Kernel 2.6.23-rc1 dmesg output after turning off APIC
Comment 2 warm blooded creature 2007-07-29 09:53:11 UTC
Created attachment 12193 [details]
kernel 2.6.23-rc1 dmidecode

dmidecode done while APIC was turned off in kernel 2.6.23-rc1
Comment 3 warm blooded creature 2007-07-29 09:54:00 UTC
Created attachment 12194 [details]
kernel 2.6.23-rc1 lspci -vvnn

lspci -vvnn done in kernel 2.6.23-rc1 with APIC turned off.
Comment 4 Natalie Protasevich 2007-10-18 21:57:13 UTC
Warm blooded creature, (lovely name:)
Can you boot it with any other OS? any other kernel? Sometimes this can be caused by faulty hardware. (I just had the same happened to my dell (dual xeon), had to replace motherboard.)
Comment 5 warm blooded creature 2007-10-20 07:14:34 UTC
I tested Ubuntu 7.04, Ubuntu 7.10, Debian 4.0r1 (the net install iso), Fedora 7 Live, Slax 5.1.8, and OpenSuse 10.3.  Every single distribution I tested, except for Slax, reboots on my system within a second or so after attempting to boot their kernel.  Every single distribution I tested boots fine when booted with either "acpi=off", "noapic", or "nolapic" or when booted when I have "APIC" turned off in my BIOS settings.

Ubuntu 7.04's kernel 2.6.20-16-generic reboots.  Ubuntu 7.10's kernel 2.6.22-14-generic reboots.  Debian 4.0r1's kernel 2.6.18-5-486 in the net install iso reboots.  OpenSuse 10.3's install disc 1 with kernel 2.6.22.5-31-default reboots.  Fedora 7 Live with kernel 2.6.21-1.3194.fc7 reboots.

The only distribution that successfully booted with APIC turned on in my BIOS and without passing any special boot options is Slax 5.1.8 with its kernel 2.6.16, but looking at its kernel messages, it looks like its kernel was compiled with APIC support since I see no mention of "APIC" anywhere in its boot messages like I do with all the other distributions I tested.

Once booted with "acpi=off", "noapic", or "nolapic" or with "APIC" turned off in the BIOS, the system runs fine.
Comment 6 warm blooded creature 2007-10-20 07:16:14 UTC
argh.... For Slax 5.1.8, I meant.... it looks like its kernel was
compiled *without* APIC support since I see no mention of "APIC" anywhere in its
boot messages like I do with all the other distributions I tested.
Comment 7 Thomas Gleixner 2007-11-14 15:09:55 UTC
That's an odd one.

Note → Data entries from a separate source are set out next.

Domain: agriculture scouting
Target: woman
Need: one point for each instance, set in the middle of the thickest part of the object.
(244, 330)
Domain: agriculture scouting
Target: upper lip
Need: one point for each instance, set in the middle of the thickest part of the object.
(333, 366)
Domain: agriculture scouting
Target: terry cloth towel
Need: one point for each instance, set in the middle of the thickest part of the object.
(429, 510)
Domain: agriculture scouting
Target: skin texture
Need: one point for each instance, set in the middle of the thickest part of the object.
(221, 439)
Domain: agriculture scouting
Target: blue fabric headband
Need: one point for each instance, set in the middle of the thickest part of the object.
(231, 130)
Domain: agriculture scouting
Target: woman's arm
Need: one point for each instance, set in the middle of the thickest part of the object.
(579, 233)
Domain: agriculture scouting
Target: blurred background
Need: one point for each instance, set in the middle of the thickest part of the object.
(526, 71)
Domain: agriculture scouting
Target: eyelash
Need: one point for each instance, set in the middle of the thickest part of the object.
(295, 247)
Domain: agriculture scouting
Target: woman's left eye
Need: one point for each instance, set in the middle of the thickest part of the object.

Do you have a chance to capture the kernel output via serial console (i.e. does the box have a serial port and do you have a second box with a serial port to capture the output ?

If yes, please add

earlyprintk=serial,ttyS0,115200

to the kernel command line and connect the box to a second one with a null modem cable. On the second box please capture the output of the kernel.

Of course without the options, which make it boot :) Please add apic=verbose as well, so we might get some more info on that.

Thanks,

       tglx
Comment 8 warm blooded creature 2007-11-16 17:37:36 UTC
I don't have any way of connecting this machine to another machine via a serial port at this time.  Is there any other way of capturing output?  like maybe dumping it to my printer (via the parallel port) and I could scan it and upload it or something?
Comment 9 Ingo Molnar 2007-11-17 08:00:06 UTC
you could try the following: boot with boot_delay=1000, this causes a 1 
second pause after each printk'd line. Then do a digital camera picture 
of the last screen you get before the spontaneous reboot (hopefully 
there's such lines - also booting with 'debug' and apic=verbose will 
help get out as much info as possible). You probably have to try it 
twice to figure out the exact place to do the picture at.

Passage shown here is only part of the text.